### Q1. Explain the assumptions required to use ANOVA and provide examples of violations that could impact the validity of the results.

ANOVA (Analysis of Variance) requires the following assumptions:

1. **Independence**: Observations within each group must be independent of each other. Violations might occur if the data were collected in a way that introduces dependence, such as repeated measures without accounting for this in the model.

2. **Normality**: The data within each group should be approximately normally distributed. Violations occur if the data is heavily skewed or has outliers, which could affect the results of the ANOVA test.

3. **Homogeneity of Variances**: The variances among the groups should be approximately equal. Violations occur if one group has much higher or lower variance compared to others, impacting the test's reliability.

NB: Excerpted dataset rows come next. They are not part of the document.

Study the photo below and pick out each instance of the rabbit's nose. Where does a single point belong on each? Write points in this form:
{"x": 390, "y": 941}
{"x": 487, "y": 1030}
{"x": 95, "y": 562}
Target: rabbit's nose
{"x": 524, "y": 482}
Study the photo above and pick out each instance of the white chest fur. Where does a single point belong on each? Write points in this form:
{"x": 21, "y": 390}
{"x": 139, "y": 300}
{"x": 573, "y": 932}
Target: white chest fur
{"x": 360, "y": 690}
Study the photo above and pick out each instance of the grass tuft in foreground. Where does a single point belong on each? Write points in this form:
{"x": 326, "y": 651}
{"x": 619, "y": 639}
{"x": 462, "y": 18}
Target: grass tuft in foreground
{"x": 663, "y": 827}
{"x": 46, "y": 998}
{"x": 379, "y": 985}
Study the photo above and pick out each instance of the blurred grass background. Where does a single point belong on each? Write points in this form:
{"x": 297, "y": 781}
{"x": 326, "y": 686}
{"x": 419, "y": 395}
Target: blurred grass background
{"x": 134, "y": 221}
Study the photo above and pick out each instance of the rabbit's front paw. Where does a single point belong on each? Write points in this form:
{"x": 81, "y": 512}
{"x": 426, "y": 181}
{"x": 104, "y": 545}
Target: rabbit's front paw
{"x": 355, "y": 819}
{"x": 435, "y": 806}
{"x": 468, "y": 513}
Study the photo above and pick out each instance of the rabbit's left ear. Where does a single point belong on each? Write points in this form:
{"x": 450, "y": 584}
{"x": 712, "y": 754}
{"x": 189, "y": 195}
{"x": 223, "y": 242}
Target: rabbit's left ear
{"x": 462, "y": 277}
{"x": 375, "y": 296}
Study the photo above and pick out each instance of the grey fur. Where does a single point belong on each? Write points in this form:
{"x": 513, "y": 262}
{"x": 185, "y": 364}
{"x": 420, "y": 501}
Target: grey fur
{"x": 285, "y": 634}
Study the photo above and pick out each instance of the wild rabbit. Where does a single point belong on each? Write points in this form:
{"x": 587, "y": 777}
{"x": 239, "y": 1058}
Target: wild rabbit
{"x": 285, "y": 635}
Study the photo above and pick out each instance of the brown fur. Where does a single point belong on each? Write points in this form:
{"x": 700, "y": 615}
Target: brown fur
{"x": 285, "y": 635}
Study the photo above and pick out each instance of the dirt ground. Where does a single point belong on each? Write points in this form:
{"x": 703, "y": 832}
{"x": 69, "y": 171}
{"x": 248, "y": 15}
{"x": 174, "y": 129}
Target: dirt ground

**Examples of Violations**:
- **Independence**: Using paired data without proper adjustments.
- **Normality**: Using data with severe skewness or outliers.
- **Homogeneity of Variances**: Using data where group variances differ significantly.

### Q2. What are the three types of ANOVA, and in what situations would each be used?

1. **One-Way ANOVA**: Used when comparing the means of three or more independent groups based on one factor. Example: Comparing test scores from three different teaching methods.

2. **Two-Way ANOVA**: Used when comparing the means across two factors, allowing for the analysis of interaction effects between the factors. Example: Evaluating the effects of diet and exercise on weight loss.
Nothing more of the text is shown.